Get familiar with CESM and the computing environment
Overview
Teaching: 30 min
Exercises: 60 minQuestions
How to setup CESM on Saga?
How to run a CESM case?
How to monitor my CESM case?
What does CESM produce?
What is netCDF data format?
How to quickly inspect and visualize netCDF data files?
Objectives
Learn to setup CESM on Saga
Learn to run and monitor a simple cesm case on Saga
Learn about netCDF data format
Learn to inspect a netCDF file
Learn to quickly visualize a netCDF file
First practical: get familiar with cesm
We do all the practicals on Saga.
- Notur Initialization
- Create a New case
- Running a case
- Monitor your test run
- First look at your 1 month test run
Notur Initialization
Make sure you have set up your SSH keys properly and you can transfer files with scp without entering your password. If not go here.
To run CAM-6 on Saga, we will use:
- Fortran and C compilers (intel 2018b compilers)
- NetCDF library (netcdf4.4.4)
- MPI (intel openmpi 2018b)
To be able to compile and run CESM on Saga, no changes to the source code are necessary; we just have to adapt a few scripts for setting the compilers and libraries used by CESM.
To simplify and allow you to run CESM as quickly as possible, we have prepared a ready to use version of cesm. It means all the machine specific configuration files for running CESM on Saga have been added.
On Saga:cd $HOME
module use /cluster/projects/nn1000k/modulefiles
module load cesm/2.1.0
link_dirtree /cluster/projects/nn1000k/cesm/inputdata /cluster/work/users/$USER/inputdata
The commands above allows you to set up your environment (PATH, Libraries, etc.) to use cesm 2.1.0.
All the input data necessary to run our model configuration is in /cluster/work/users/$USER/inputdata (where $USER is your login username on saga). Input data can be large this is why we create symbolic links instead of making several copies (one per user). The main copy is located in /cluster/projects/nn1000k/cesm/inputdata
.
Create a New case
The CESM source code is in /cluster/projects/nn1000k/cesm/
, and you can have a first look at the code.
We will build and run CAM in its standalone configuration i.e. without having all the other components active.

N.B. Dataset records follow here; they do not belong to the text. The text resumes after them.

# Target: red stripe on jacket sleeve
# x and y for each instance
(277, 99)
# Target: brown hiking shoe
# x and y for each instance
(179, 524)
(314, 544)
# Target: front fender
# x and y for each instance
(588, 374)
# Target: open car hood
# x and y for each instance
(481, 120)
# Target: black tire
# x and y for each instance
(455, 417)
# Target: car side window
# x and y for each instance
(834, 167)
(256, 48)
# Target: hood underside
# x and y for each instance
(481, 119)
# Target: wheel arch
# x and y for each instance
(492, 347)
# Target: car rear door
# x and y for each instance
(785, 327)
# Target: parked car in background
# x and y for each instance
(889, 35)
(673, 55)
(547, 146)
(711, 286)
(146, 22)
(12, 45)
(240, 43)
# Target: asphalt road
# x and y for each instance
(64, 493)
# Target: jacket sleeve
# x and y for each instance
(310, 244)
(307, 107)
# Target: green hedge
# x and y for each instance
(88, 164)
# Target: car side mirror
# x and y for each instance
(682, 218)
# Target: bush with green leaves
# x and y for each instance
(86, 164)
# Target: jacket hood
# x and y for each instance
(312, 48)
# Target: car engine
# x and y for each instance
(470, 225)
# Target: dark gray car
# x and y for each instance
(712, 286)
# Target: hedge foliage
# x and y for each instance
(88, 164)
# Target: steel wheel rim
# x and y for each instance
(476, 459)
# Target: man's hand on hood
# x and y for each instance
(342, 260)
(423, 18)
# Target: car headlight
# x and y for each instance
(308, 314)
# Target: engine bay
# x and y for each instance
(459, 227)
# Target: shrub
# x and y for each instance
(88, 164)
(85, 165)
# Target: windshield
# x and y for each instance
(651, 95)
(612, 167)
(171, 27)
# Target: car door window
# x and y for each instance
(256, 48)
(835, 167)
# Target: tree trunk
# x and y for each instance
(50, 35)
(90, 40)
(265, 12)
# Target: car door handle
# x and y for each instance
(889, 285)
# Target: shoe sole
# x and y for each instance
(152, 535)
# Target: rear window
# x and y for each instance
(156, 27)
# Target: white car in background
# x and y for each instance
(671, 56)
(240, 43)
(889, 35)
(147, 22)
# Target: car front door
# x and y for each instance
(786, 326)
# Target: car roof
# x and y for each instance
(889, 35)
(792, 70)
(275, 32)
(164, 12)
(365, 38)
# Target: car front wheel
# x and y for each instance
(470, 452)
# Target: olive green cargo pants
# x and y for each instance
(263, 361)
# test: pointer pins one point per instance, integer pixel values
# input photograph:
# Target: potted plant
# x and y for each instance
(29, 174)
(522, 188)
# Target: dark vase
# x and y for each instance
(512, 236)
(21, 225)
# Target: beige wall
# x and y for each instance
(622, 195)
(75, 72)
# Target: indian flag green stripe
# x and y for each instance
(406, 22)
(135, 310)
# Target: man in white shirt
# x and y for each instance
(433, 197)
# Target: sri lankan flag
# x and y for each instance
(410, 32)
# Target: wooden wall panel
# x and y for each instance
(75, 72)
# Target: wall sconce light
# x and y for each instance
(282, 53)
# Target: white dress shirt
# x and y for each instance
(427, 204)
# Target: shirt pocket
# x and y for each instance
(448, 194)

The basic workflow to run the CESM code is the following:
- Create a New Case
- Invoke
case.setup
to setup your newly created case - Build the Executable (
case.build
) - Run the Model and Output Data Flow (
case.submit
)
To create a new case, we will be using create_newcase
script.
There are many options and we won’t discuss all of them. The online help provides information about how get the full usage of create_newcase.
create_newcase --help
Command not found
If you get an error when invoking
create_newcase
make sure you have loaded cesm in your environment:module use /cluster/projects/nn1000k/modulefiles module load cesm/2.1.0
The 4 main arguments of create_newcase are explained on the figure below:
On Saga:#
# Simulation 1: short simulation
#
module use /cluster/projects/nn1000k/modulefiles
module load cesm/2.1.0
create_newcase --case $HOME/cases/F2000climo-f19_g17 --res f19_g17 --compset F2000climo --mach saga --run-unsupported --project nn1000k
- case: specifies the name and location of the case being created. It creates a new case in
$HOME/cases
and its name isF2000climo-f19_g17
- res: specifies the model resolution (resolution of the grid). Each model resolution can be specified by its alias, short name or long name:
- alias: f19_g17 (atm/lnd_ocn/ice)
- non-default grids are: atm:1.9x2.5 lnd:1.9x2.5 ocnice:gx1v7
- mask is: gx1v7
- 1.9x2.5 is FV 2-deg grid: with domain file(s):
- domain.lnd.fv1.9x2.5_gx1v6.090206.nc (only for mask: gx1v6 grid match: atm/lnd)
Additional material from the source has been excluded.